On any given sunny Saturday afternoon when school is in session, it’s not hard to find a pup and owner strolling along on the lawn of the Horseshoe. Many in the student population either have or are in want of a dog of their own.
For students who want a dog in college and are capable of having one — those who are free of allergies, live where pets are allowed and can afford the upkeep — adopting is the best choice.
Adopting a dog instead of buying one saves a dog’s life and improves students' emotional health and sense of responsibility.

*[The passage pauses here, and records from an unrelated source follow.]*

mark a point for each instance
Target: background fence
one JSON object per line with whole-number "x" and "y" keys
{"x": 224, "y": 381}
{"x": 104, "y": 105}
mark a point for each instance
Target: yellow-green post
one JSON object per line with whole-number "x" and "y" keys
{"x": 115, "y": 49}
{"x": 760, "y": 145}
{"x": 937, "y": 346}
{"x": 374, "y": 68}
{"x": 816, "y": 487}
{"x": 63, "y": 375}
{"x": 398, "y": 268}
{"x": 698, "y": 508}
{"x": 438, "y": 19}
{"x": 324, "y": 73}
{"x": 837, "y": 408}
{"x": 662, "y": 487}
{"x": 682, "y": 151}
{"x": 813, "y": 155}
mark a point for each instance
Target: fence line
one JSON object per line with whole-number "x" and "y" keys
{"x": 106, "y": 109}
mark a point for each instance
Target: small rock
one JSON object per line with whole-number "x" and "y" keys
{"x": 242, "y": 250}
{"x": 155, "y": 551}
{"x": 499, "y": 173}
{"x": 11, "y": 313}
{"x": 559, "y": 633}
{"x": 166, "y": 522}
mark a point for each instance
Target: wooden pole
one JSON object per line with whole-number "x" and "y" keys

There is no doubt that there are many animal shelters that kill canines — in fact, 1.2 million dogs are euthanized each year in shelters. While there are many no-kill shelters, adopting from a shelter that does euthanize can save the lives of dogs that have a greater chance of dying in comparison to those in no-kill shelters. In addition to avoiding the physicality of death, the overall life and wellbeing of adopted dogs improve dramatically with respects to mood, health, fitness and sociability.
When it comes to improving your own life, adopted dogs can be helpful in many ways. Many people who feel alone or rejected can empathize with the dog they adopt by finding value in things that might even be rejected by others. This is fostered by a secure emotional bond that an adopted dog can provide to its owner and is a major reason that emotional support dogs have become increasingly accepted.
When you have something other than yourself that you need to take care of, you are forced to become responsible for it. Adopting a dog is helpful in teaching responsibility because it forces you to think and care about something other than yourself. Instead of thinking about what’s best for you, you also have to take into consideration what your dog wants and needs.
In a small way, adopting a dog helps you learn little lessons of selflessness along the road of cleaning up after, feeding, walking and playing with your adopted dog on a regular basis.
While you might consider adopting a dog just because you think it’s cute, consider the other benefits — and responsibilities — that come with adopting a furry friend.